Recently has been looking at convolutional neural network, want to improve the improvement to make something new, read a lot of papers, wrote a review of Deep learning convolutional neural Network has some new understanding, and share with you.
In fact, convolutional neural network is not a new algorithm, as early as the 80 's has been proposed, but the hardware is limited in computing power, so it was only used to identify the handwritten numerals on the cheque, and applied to the actual. The leading authority of deep learning in the 2006 published an article in science, demonstrating the potential strength of the depth structure in the feature extraction problem, which set off the wave of deep structure research, as a kind of deep structure that already existed and had some application experience, and returned to People's sight again. At this time the hardware is also more than the ability to calculate the quality of the leap, chip chips to GPU have GPU, and open-source caffe framework, so CNN got up.

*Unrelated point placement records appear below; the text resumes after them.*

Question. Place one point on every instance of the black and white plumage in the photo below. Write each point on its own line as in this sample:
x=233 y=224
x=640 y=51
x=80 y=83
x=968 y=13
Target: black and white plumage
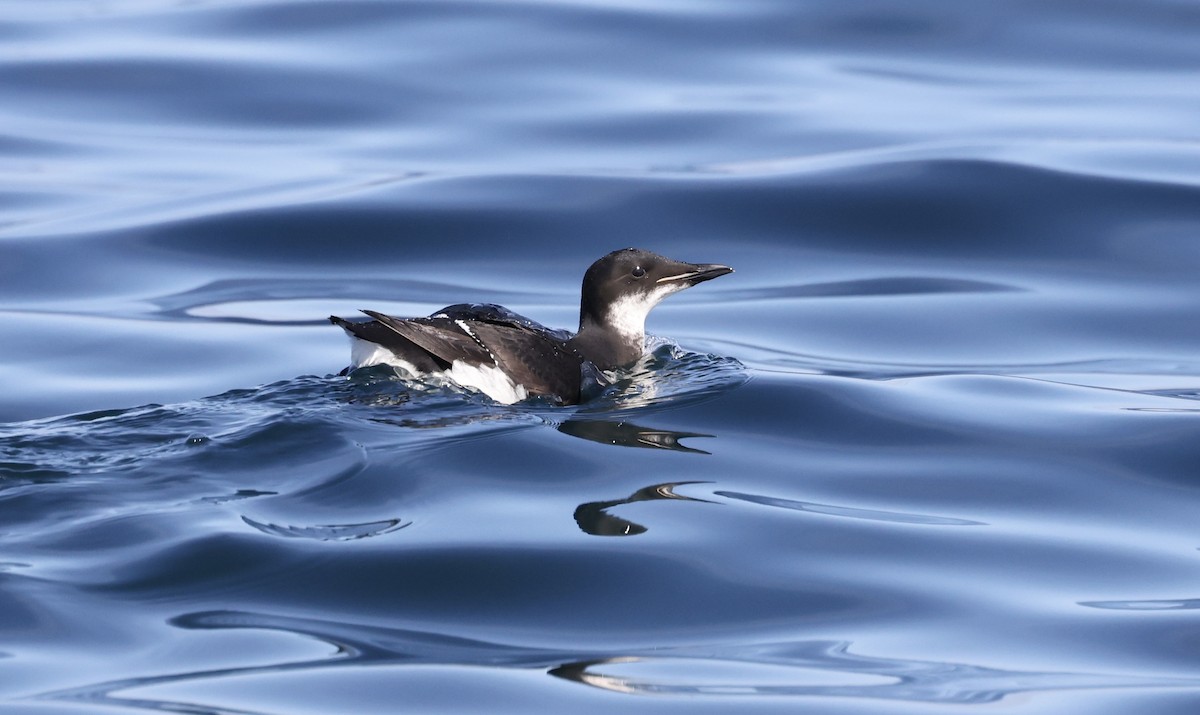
x=510 y=358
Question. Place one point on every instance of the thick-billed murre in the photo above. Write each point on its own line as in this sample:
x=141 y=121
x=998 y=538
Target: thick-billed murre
x=510 y=358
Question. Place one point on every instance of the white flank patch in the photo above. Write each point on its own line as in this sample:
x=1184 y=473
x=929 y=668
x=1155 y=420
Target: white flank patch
x=487 y=379
x=628 y=314
x=365 y=354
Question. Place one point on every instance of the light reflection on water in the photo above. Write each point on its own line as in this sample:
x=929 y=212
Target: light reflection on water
x=934 y=443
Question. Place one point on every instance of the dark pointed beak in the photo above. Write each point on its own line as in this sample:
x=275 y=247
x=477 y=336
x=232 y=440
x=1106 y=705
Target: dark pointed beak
x=693 y=274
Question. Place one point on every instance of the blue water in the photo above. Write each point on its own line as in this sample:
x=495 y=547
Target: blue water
x=933 y=448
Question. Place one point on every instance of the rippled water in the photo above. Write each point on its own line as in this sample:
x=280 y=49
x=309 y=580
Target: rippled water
x=931 y=446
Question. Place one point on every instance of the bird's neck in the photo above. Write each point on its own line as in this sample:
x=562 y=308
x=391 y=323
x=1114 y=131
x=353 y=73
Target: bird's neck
x=609 y=346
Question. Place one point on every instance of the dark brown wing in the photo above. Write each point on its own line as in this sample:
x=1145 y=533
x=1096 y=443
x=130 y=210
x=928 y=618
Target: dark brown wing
x=544 y=365
x=442 y=337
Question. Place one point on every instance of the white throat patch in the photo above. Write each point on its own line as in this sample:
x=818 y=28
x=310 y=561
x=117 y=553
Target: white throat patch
x=628 y=314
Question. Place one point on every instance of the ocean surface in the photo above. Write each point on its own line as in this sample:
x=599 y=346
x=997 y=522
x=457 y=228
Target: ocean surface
x=934 y=448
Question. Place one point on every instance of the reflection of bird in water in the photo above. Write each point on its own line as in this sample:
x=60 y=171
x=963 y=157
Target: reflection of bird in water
x=629 y=434
x=594 y=520
x=510 y=358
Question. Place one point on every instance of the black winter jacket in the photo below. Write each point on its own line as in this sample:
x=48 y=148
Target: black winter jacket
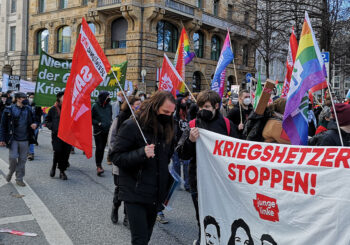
x=9 y=121
x=330 y=137
x=52 y=119
x=141 y=179
x=101 y=117
x=187 y=149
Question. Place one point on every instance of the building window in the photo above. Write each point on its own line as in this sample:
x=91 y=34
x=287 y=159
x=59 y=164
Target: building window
x=41 y=6
x=167 y=36
x=261 y=67
x=64 y=39
x=246 y=17
x=198 y=41
x=234 y=47
x=119 y=29
x=63 y=4
x=196 y=85
x=336 y=81
x=215 y=47
x=245 y=54
x=42 y=41
x=12 y=38
x=216 y=7
x=13 y=6
x=230 y=12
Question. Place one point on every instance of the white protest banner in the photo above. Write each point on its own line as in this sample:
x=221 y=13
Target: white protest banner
x=259 y=193
x=26 y=86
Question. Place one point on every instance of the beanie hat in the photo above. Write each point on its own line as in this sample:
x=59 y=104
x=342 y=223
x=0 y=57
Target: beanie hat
x=343 y=112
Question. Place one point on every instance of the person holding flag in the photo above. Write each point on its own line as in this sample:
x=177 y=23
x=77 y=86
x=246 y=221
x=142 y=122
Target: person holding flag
x=143 y=167
x=225 y=58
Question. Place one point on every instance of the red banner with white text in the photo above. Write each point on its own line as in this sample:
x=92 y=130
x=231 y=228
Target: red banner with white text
x=89 y=68
x=259 y=193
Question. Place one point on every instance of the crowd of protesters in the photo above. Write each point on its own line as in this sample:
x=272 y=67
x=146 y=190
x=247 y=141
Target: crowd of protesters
x=146 y=133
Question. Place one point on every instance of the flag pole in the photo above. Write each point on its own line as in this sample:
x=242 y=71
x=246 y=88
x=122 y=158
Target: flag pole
x=234 y=68
x=335 y=114
x=189 y=91
x=132 y=111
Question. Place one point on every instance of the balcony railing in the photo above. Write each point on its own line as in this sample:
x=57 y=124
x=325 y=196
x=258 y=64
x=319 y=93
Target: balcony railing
x=102 y=3
x=180 y=7
x=220 y=23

Throughout the current publication of the CNN literature, most of the focus on the application area. The issue of CNN in domestic journals is not much published, generally from 2012 onwards, and the four major journals on the CNN article has not thought about the big, do not know that they are not willing to vote, or the issue of the subject of the field of hesitant attitude, But there are so many academic papers on CNN that many schools, many teachers and many students are doing this. On the other side of CNN's paper on the relatively more, image recognition, speech recognition and other aspects are covered, and the country is different from the published literature in the theoretical aspects of Kung fu to more, the domestic general is directly to use the CNN directly, the old method of new problems, and the effect is good, CNN, as an important member of deep learning, is really strong.
have been thinking about how to improve the traditional CNN, look at everyone's work, the direction of improvement is either in the structural change, or in the training algorithm changes, the current CNN improvements are basically following this framework.
First, the structural improvement
The traditional CNN is essentially a map stack, as shown in the figure
It is said that it is a tradition, mainly it is the input form, convolution core, cascade form, initialization method are not strict requirements, the use of the most primitive convolution kernel, random initialization. Of course, it is because of his traditional, primitive, it has made it a space for improvement. Let's talk about some of the more successful improvements.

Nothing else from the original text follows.